I've never seen switched grounds in any light airplane other than the master circuit. All switches are connected to the relevant breaker, which is connected to the bus, which is battery positive from the master contactor. One exception is often the avionics master, which is just a switch to disconnect the avionics bus from the main bus. Some airplanes used a small relay for that purpose, controlled by the avionics master switch.
That master is wired the way it is for good reason. The master switch on the panel grounds the master contactor's coil, whose other end is hot. This avoids having a hot wire from the battery into the cockpit to that switch. A wire that's always hot could short during an accident even if the master was off, causing sparks that could set spilled fuel afire. The method of grounding the contactor to turn it on means that there will always be a considerable resistance in that line, the resistance of the coil, and so if the the master is turned off and the airplane crashes, tearing and shorting that wire just turns the master on. It doesn't make huge sparks or get wiring glowing red-hot.

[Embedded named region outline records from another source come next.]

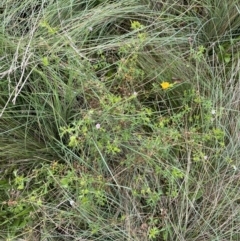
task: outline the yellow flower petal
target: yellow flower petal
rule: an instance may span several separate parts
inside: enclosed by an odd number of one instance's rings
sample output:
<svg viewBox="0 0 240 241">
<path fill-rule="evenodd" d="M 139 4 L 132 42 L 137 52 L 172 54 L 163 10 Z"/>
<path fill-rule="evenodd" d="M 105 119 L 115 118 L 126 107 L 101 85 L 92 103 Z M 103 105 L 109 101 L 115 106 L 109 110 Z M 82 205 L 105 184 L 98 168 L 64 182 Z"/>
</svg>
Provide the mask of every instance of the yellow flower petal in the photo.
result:
<svg viewBox="0 0 240 241">
<path fill-rule="evenodd" d="M 170 84 L 169 82 L 162 82 L 160 85 L 163 90 L 166 90 L 166 89 L 172 87 L 172 84 Z"/>
</svg>

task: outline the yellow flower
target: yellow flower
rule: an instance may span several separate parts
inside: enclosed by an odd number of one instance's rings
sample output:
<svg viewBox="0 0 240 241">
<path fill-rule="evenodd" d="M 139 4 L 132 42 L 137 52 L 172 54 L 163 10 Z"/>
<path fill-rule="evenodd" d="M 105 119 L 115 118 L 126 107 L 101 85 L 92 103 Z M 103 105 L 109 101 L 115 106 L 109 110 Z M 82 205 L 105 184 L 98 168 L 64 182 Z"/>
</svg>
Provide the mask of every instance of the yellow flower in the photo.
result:
<svg viewBox="0 0 240 241">
<path fill-rule="evenodd" d="M 163 90 L 166 90 L 166 89 L 172 87 L 172 84 L 170 84 L 169 82 L 162 82 L 160 85 Z"/>
</svg>

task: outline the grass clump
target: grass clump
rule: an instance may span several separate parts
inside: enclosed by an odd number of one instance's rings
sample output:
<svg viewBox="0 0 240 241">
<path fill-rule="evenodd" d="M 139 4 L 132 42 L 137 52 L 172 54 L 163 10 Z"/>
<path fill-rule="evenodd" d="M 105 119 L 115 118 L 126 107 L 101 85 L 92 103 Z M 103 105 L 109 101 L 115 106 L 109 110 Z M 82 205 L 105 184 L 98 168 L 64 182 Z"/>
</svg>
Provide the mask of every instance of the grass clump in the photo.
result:
<svg viewBox="0 0 240 241">
<path fill-rule="evenodd" d="M 239 239 L 239 6 L 221 6 L 3 1 L 3 240 Z"/>
</svg>

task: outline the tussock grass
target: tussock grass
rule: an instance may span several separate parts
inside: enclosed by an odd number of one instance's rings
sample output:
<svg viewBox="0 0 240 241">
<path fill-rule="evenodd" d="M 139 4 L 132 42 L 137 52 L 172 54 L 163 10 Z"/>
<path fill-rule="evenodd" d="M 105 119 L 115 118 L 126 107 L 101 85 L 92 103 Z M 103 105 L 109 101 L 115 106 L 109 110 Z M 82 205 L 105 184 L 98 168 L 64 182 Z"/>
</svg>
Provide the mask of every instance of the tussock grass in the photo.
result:
<svg viewBox="0 0 240 241">
<path fill-rule="evenodd" d="M 238 240 L 238 5 L 3 0 L 1 238 Z"/>
</svg>

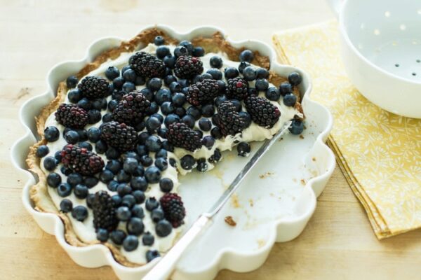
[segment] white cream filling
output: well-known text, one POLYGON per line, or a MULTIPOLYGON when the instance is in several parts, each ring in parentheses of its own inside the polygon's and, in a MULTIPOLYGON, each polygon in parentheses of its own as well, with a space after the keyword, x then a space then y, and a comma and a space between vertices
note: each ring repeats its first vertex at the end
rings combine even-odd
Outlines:
MULTIPOLYGON (((170 50, 171 52, 173 52, 175 46, 169 46, 170 50)), ((143 48, 142 51, 147 52, 151 54, 155 54, 156 46, 152 43, 149 43, 147 46, 143 48)), ((128 59, 133 55, 133 52, 123 52, 120 55, 120 56, 115 59, 109 59, 107 62, 101 64, 100 67, 92 71, 86 76, 102 76, 105 77, 105 71, 109 66, 114 66, 119 69, 121 69, 125 65, 127 65, 128 63, 128 59)), ((218 53, 207 53, 203 57, 200 57, 201 60, 203 62, 203 73, 205 73, 208 69, 211 68, 210 66, 210 59, 214 55, 218 55, 222 58, 223 65, 221 67, 220 70, 223 71, 223 69, 228 66, 232 66, 235 68, 238 68, 239 62, 233 62, 229 60, 228 57, 226 54, 222 52, 218 53)), ((225 80, 225 78, 224 78, 225 80)), ((250 87, 254 86, 254 82, 249 83, 250 87)), ((272 84, 269 84, 269 87, 273 86, 272 84)), ((146 85, 136 86, 136 89, 140 90, 143 88, 146 88, 146 85)), ((165 85, 163 84, 163 88, 166 88, 165 85)), ((264 93, 260 93, 261 96, 264 96, 264 93)), ((107 98, 107 101, 111 99, 111 97, 107 98)), ((67 98, 66 97, 65 103, 70 103, 67 98)), ((227 137, 222 138, 221 139, 218 139, 215 141, 215 144, 212 147, 211 149, 208 149, 205 146, 202 146, 201 148, 194 151, 190 152, 182 148, 175 148, 173 153, 168 153, 168 158, 174 158, 178 162, 178 170, 182 175, 185 175, 191 171, 187 171, 182 169, 180 167, 180 159, 187 155, 189 154, 194 156, 195 158, 199 159, 201 158, 204 158, 206 159, 209 158, 211 155, 213 155, 214 151, 216 148, 218 148, 220 151, 231 150, 234 146, 235 141, 246 141, 250 142, 253 141, 262 141, 266 139, 271 139, 272 136, 279 131, 281 128, 282 128, 284 125, 286 125, 290 120, 291 120, 294 115, 300 115, 300 113, 294 108, 286 106, 283 104, 283 102, 271 102, 274 105, 275 105, 279 109, 281 112, 281 117, 279 120, 274 125, 273 127, 270 129, 265 128, 258 125, 257 124, 252 122, 250 127, 244 130, 241 134, 238 134, 235 136, 228 136, 227 137)), ((186 108, 188 107, 189 104, 186 104, 186 108)), ((243 106, 243 111, 245 111, 244 106, 243 106)), ((102 112, 104 113, 104 111, 102 112)), ((85 129, 88 130, 91 127, 99 127, 101 124, 101 122, 99 122, 94 125, 87 125, 85 129)), ((56 127, 60 133, 60 136, 58 140, 54 142, 49 142, 47 146, 49 148, 50 152, 47 156, 54 157, 54 153, 60 150, 63 146, 65 146, 67 143, 62 136, 62 132, 65 127, 59 124, 56 120, 54 116, 54 113, 52 113, 47 119, 46 122, 46 127, 48 126, 55 126, 56 127)), ((199 129, 198 121, 196 122, 196 128, 199 129)), ((203 132, 203 136, 209 135, 209 132, 203 132)), ((95 147, 95 145, 93 145, 95 147)), ((95 148, 94 148, 95 151, 95 148)), ((108 160, 105 157, 105 155, 99 155, 104 160, 105 163, 106 164, 108 160)), ((152 157, 154 160, 154 155, 152 153, 150 154, 151 157, 152 157)), ((44 159, 43 158, 41 162, 41 167, 42 170, 46 173, 48 174, 50 172, 47 171, 44 167, 44 159)), ((213 168, 213 165, 209 162, 208 162, 208 170, 213 168)), ((66 177, 61 174, 59 170, 59 167, 55 170, 58 174, 62 176, 62 181, 66 181, 66 177)), ((169 178, 174 183, 174 188, 173 190, 173 192, 177 192, 177 188, 179 186, 179 181, 178 180, 178 171, 175 168, 168 164, 168 167, 166 170, 162 172, 162 178, 169 178)), ((58 195, 57 190, 54 188, 48 187, 48 193, 51 197, 54 204, 60 209, 60 203, 64 197, 61 197, 58 195)), ((113 195, 116 194, 116 192, 109 191, 107 188, 106 184, 99 182, 98 185, 96 185, 94 188, 89 190, 89 193, 95 193, 98 190, 106 190, 110 193, 110 195, 113 195)), ((162 195, 163 195, 163 192, 162 192, 159 188, 159 186, 158 183, 155 184, 149 184, 148 189, 145 192, 147 199, 148 197, 154 197, 156 200, 159 200, 162 195)), ((77 205, 83 205, 88 209, 88 217, 83 222, 80 222, 74 219, 70 214, 67 214, 69 216, 73 229, 77 236, 85 242, 91 242, 97 240, 96 239, 96 233, 95 232, 95 228, 93 227, 93 214, 92 210, 87 207, 86 200, 80 200, 76 197, 74 194, 72 193, 65 197, 67 198, 73 202, 73 206, 76 206, 77 205)), ((159 251, 160 252, 164 253, 168 251, 173 244, 175 241, 175 238, 178 234, 182 232, 182 226, 179 227, 176 229, 173 229, 171 233, 165 237, 159 237, 155 233, 155 224, 153 223, 150 218, 150 212, 145 209, 145 203, 141 204, 143 208, 145 213, 145 218, 143 218, 143 223, 145 225, 145 231, 149 231, 152 234, 154 237, 154 242, 152 246, 144 246, 142 243, 142 235, 140 235, 139 238, 139 246, 137 249, 134 250, 131 252, 126 251, 123 246, 117 246, 120 248, 121 253, 126 256, 126 258, 131 262, 135 263, 145 263, 146 262, 146 252, 149 249, 156 249, 159 251)), ((188 214, 188 211, 187 211, 188 214)), ((119 225, 119 228, 124 229, 126 227, 126 223, 120 223, 119 225)), ((109 241, 111 241, 109 240, 109 241)))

We've all been taught to turn the master off in a forced approach, right??
From a 172 service manual, the battery/master/starter circuit:
#2 is the master switch. #5 is a diode that shorts the voltage spike from the master contactor's coil. #1 is another diode that suppresses the voltage spike from the alternator circuit. #7 is the master contactor, here labelled the "battery contactor." The starter is #11. Battery is #6. #4 and #5 are just the two halves of a connector.
The power for the bus comes off that little circle just to the right of the battery contactor, in the line to the starter contactor. That's the output stud of the contactor. Note the absence of any fuses in the wires labelled PA25 and PA24 to the master switch.
Sometimes that bus line will be taken off the starter contactor's input terminal, which amounts to the same thing. This will be done in airplanes having the battery back in the tailcone.
Here is an example of load switching, the landing lights:
The switches are in the line from the bus, via the circuit breaker. The lights are fed positive into one terminal, and the other is grounded to the negative airframe.
One more, the ammeter:
We find it in that line from the starter contactor's input terminal from the battery contactor (or from the battery contactor's output terminal, same thing) and through the ammeter to the bus bar. No fuses anywhere in that line. If it shorts, you get smoke and stuff and you shut the master off. Fuses, again, introduce more risk that they eliminate in such a system. That fuse would be really big, too, and would have to be accessible in flight. In the way things are wired, the pilot is the fuse. If he's smart. The POH/AFM tells him all about it, if he cares to know.
That ammeter tell the pilot how much power is leaving or entering the battery. If the battery is discharging, it will read so. If the alternator or generator is charging, it will show a charge. It will show how much flow is going in either direction. Note the that starter current does not travel through the ammeter. 60-amp ammeters don't appreciate having 250 amps run through them.